Doyumsuzluk yüzünden şükredemez, halden anlamaz, kanaat edemez olduk.
Kıskançlıkla moralleri bozmaya çalışanlar; lâf sokuşturuverirler bütün konuşmalara…
Peki, biz ne yapıyoruz?
Bazen tepkisiz kalıyor, tepki verdiğimiz zamanda karşımızda söz anlayan bir zevat olmadığı için, kendi söylediklerimiz ve yaptıklarımızla baş başa kalıyoruz.
Bunları yapanlar da yaptıklarının yanına kar kaldığını düşünerek; aynı teranelerle, her şeye maydanoz olmaya çalışıyor ve kendilerini de nimetten sayıyorlar. Yalnız unutmasınlar ki başkalarıyla uğraşan zibidilerle, günü gelir onlarla da uğraşanlar olacaktır.
***
Kalpten bir şeyler çıkıyor,
Ağız hep başka söylüyor,
Urba giydim bol geliyor,
Ama hep kemer sıkıyor.
***
Hayat devam ederken, elbette ölümler olacak; ama olağan seyrinde.
Ancak böyle pis pisine değil!
Öyle ki artık, acı, korku, endişe, kaygı, şüphe ve bilinmezlik artık yaşam biçimimiz haline geldi.
Diğer yandan sosyal medya da aşırı bilgi kirliliği var.
Görsel medya da dökülen timsah gözyaşları, vur patlasın, çal oynasın havaları…
“Artık can güvenliğimiz kalmadı!” korku ve endişesi oluştu insanlarda.
Kalabalık ortamlara girilmemeye başlandı.
Felaket tellallığı yapıyoruz.
Cehennem zebanileri aramızda dolaşıyor.
Tamam, ama nereye kadar?
Bu kaos ne zaman bitecek, bu yangın, bu ateş ne zaman sönecek?
***
Kimse kimseyi düzeltmeye kalkıyor, ama her seferinde daha beter yamuk hale geliyor.

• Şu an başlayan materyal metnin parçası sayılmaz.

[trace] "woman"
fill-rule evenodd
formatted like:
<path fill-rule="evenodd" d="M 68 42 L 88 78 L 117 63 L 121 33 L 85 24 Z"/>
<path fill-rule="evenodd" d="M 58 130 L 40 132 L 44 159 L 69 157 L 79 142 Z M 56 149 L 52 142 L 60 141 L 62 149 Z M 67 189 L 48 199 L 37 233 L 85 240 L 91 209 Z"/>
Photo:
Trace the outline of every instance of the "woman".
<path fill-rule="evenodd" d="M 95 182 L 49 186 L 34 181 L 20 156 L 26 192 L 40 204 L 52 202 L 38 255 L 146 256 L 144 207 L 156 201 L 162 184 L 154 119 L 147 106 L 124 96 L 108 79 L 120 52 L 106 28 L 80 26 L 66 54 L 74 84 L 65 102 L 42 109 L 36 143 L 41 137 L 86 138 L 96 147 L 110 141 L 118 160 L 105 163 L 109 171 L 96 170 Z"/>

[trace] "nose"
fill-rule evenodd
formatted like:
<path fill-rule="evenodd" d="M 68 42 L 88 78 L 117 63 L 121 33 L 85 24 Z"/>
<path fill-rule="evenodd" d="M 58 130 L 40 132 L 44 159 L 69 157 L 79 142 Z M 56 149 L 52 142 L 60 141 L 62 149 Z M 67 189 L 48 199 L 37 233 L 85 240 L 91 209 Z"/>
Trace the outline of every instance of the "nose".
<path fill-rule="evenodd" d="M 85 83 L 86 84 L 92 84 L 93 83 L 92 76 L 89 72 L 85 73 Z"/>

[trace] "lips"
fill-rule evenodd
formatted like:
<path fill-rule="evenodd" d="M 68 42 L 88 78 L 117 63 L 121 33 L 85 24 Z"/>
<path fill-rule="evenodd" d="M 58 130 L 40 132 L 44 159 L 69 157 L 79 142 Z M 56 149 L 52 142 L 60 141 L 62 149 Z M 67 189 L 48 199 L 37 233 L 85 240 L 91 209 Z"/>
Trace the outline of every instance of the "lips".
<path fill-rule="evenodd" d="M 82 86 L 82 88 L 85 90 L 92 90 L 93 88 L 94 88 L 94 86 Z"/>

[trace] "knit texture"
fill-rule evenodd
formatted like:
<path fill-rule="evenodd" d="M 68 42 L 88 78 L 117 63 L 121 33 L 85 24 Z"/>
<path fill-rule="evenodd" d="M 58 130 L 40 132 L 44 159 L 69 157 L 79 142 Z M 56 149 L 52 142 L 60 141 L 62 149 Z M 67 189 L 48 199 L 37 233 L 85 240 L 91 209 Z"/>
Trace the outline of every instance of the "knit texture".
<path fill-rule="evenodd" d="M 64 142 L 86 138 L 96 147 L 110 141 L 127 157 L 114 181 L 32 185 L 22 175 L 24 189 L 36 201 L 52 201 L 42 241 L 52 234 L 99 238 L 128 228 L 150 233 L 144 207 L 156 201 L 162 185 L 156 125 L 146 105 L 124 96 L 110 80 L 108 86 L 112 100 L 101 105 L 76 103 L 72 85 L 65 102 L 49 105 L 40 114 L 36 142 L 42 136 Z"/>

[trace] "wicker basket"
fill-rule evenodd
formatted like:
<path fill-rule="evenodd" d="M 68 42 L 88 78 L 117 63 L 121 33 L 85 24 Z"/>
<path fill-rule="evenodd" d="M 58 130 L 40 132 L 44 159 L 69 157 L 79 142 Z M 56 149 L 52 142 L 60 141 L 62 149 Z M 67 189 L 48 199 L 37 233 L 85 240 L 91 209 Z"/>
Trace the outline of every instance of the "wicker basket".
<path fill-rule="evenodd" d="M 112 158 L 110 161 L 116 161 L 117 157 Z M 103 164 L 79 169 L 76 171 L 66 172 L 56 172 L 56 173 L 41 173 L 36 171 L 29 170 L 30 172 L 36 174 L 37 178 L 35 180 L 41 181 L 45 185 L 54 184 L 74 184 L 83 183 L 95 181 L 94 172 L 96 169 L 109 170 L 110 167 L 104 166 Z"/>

Yok mu bunun başka bir yolu!
***
Hangi yana dönsem, nefis ve gurur,
Hangi cana baksam, bedene ağır,
Feryat figan etme duyulmaz sesin,
Olan bitene dünya kör ve sağır,
***
Kazan, kazan ilkesine göre, prensipler ve gerçekler göz ardı edilerek, mevcut duruma farklı anlamlar yüklenerek, senaryolar üretmek; kâr yerine zarar getirdiğinin farkında olmak gerekir.
O yüzden önyargılar ve art niyetler bir kenara bırakılarak, gerçekler etrafında toplanarak, bir olmak, iri olmak ve diri olmak elzem olmalıdır.
***
Yaşınız, başınız, mevkiiniz, makamınız ne olursa olsun, eğer bir toplu taşıma aracında yolculuk yapıyorsanız ve birilerine yer vermeniz gerektiğine inandığınızda; bir saniye bile düşünmeden gereğini yerine getiriniz.
***
Bombalar patlarken,
İnsanlar ölürken,
Ocaklar sönerken,
Her dilde ağıtlar yakılırken,
Yüreğimiz yandı mı?
Kalbiniz sıkıştı mı?
İçimizde bir kıpırdanış oldu mu?
Akıl tutulması yaşadınız mı?
Çocuklar ölürken, biz-siz çocuklarımıza bihakkın sarılabildik mi?
“Aman bana ne, nasıl olsa benden uzakta” diyerek görmezden, bilmezden, duymazlıktan geldik mi?
“Vicdanı olan, insanlıktan nasibini alan hiç kimse, duyarsız ve ilgisiz kalamaz!” diye düşünüyorum.
Kadın, erkek, yaşlı, genç, çocuk, hiç fark etmez.
Görsel medyada anlatılan, gösterilen savaş sahnelerinden en çok da çocuklar etkileniyor.
İnanır mısınız, çoğu zaman küçük çocuklarımıza olan biteni anlatmakta aciz kalıyoruz.
Bu mübarek gün ve gecede vekilimiz sensin ya Rab!